Working in $\Bbb F_{59}$, we have $f(x)\equiv(x-31)(x-14)^2$, which means that over $\Bbb Z_{59}$, there’s a linear factor congruent to $x-31$ and a quadratic factor $g(x)\in\Bbb Z_{59}[x]$. In fact, this quadratic factor is $59$-Eisenstein, so that the factorization of $(59)$ in $\Bbb Q(\alpha)$ is $\mathfrak p_1\mathfrak p_2^2$.

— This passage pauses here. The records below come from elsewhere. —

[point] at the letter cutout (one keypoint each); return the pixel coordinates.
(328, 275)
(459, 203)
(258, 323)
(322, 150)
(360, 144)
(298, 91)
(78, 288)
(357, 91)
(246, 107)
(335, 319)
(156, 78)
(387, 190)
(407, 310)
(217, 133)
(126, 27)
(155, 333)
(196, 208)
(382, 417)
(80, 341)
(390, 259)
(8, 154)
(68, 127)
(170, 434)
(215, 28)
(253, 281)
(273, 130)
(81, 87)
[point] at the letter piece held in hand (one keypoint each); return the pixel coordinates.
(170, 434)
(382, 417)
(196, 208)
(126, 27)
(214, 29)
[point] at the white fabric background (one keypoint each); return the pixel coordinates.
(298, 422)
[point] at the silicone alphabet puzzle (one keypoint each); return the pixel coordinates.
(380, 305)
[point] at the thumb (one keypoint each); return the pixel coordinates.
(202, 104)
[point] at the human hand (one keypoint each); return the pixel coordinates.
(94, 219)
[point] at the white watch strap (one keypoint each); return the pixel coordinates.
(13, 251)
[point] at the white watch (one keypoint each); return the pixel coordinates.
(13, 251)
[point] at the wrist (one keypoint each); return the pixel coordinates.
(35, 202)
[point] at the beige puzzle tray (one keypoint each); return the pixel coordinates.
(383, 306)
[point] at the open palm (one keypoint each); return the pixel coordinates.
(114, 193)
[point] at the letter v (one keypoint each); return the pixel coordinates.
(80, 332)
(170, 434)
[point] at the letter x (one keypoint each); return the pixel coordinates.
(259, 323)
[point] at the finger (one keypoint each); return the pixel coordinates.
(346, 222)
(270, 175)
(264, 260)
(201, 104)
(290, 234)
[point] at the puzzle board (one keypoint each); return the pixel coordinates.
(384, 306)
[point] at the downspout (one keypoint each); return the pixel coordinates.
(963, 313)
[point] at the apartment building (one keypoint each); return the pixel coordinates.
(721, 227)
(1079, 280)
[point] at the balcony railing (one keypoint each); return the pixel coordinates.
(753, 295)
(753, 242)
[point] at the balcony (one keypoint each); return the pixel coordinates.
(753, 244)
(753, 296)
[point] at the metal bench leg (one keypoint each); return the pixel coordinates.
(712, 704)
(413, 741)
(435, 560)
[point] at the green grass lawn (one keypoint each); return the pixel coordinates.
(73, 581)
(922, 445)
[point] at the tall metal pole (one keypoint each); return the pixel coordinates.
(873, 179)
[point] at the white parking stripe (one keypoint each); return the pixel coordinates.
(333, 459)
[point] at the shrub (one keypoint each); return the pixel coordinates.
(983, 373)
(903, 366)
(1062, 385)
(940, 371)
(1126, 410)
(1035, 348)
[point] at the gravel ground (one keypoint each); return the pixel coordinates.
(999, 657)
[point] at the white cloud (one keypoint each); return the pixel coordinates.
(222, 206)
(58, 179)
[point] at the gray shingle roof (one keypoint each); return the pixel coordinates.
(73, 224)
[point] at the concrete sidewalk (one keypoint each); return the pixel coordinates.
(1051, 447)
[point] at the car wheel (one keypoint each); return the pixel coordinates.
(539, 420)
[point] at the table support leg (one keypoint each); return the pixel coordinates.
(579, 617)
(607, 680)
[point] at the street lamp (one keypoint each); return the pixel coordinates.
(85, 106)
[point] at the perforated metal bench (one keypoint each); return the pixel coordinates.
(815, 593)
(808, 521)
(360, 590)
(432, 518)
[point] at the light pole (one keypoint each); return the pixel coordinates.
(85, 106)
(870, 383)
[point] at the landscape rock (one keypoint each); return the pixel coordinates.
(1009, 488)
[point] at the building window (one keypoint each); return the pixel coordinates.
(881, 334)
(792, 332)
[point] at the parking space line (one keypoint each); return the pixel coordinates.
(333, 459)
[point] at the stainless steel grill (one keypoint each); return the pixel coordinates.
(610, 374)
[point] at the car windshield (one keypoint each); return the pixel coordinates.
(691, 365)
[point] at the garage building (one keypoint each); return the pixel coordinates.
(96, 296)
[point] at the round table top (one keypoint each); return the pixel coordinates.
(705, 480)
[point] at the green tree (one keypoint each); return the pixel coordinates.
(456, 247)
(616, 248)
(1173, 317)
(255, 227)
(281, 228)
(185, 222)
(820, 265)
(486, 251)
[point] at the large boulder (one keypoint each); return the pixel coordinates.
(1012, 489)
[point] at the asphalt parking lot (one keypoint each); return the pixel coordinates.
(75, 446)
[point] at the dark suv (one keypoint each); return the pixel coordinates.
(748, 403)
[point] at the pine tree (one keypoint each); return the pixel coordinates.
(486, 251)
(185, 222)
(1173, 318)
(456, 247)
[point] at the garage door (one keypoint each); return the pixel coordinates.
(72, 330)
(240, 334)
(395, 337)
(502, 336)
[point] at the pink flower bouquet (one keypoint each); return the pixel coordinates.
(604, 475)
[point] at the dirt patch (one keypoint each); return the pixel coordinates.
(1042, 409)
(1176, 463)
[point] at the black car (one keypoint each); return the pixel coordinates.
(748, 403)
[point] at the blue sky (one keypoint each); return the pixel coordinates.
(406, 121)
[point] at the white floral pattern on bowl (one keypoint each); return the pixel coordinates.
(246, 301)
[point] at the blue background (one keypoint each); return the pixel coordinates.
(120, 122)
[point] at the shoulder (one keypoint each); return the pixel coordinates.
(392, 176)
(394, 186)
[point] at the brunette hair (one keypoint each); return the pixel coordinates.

Can you take it from there?

Answer 2

In a finite extension of number fields $L/K$, with rings of integers $S/R$, there is a criterion attributed to Dedekind which gives you systematically and explicitly the decomposition in $S$ of a prime ideal $P$ of $R$ under a mild condition. More precisely, suppose that $L=K(\alpha)$, with $\alpha \in R$ (this is always possible), and that the rational prime $p$ under $P$ does not divide the index $[S:R[\alpha)]$. Let $f \in R[X]$ be the monic irreducible polynomial of $\alpha$ over $R$, $\bar f$ its image in $(R/P)[X]$, and $\bar f= {\bar f_1}^{e_1}...{\bar f_r}^{e_r}$ the decomposition of $\bar f$ into irreducible factors in $(R/P)[X]$. Then the prime decomposition of $P.S$ in $S$ is ${Q_1}^{e_1}...{Q_r}^{e_r}$, where $Q_i=P.S + f_i(\alpha).S$, and moreover, the inertia index $f(Q_i/P)$ is the degree of $f_i$. See e.g. Marcus' "Number Fields", chap. 3, thm. 27.

Here $K=\mathbf Q$, and you have shown that $S=\mathbf Z[\alpha]$ because the discriminant is $-59$ [there are misprints in your post], so the criterion applies to any rational prime $p$, and it remains only to compute the decomposition of $ \bar f=X^3+2X+1$ mod $p$. But here the choice of $p=59$ is surely meant to bring some simplification. For example, since disc($\bar f)=0$, the definition of the discriminant implies that $\bar f$ has a multiple root, say $\beta$. This cannot be a triple root, because $\beta^3+2\beta+1 =3\beta^2 +2= 6\beta=0$ has no solution in $\mathbf F_{59}$. So $\beta$ must be a double root, a solution of $\beta^3+2\beta+1 =3\beta^2 +2=0$, and a simple elimination shows that $\beta=-\frac34 =14$, which is the double root computed by @Lubin (and it is the only one possible). The third (simple) root, 31, can be deduced from the discriminant. Finally $(59)=P_1 . {P_2}^2$, with $P_1 = (59, \alpha -31)$ and $P_2 = (59,\alpha -14)$.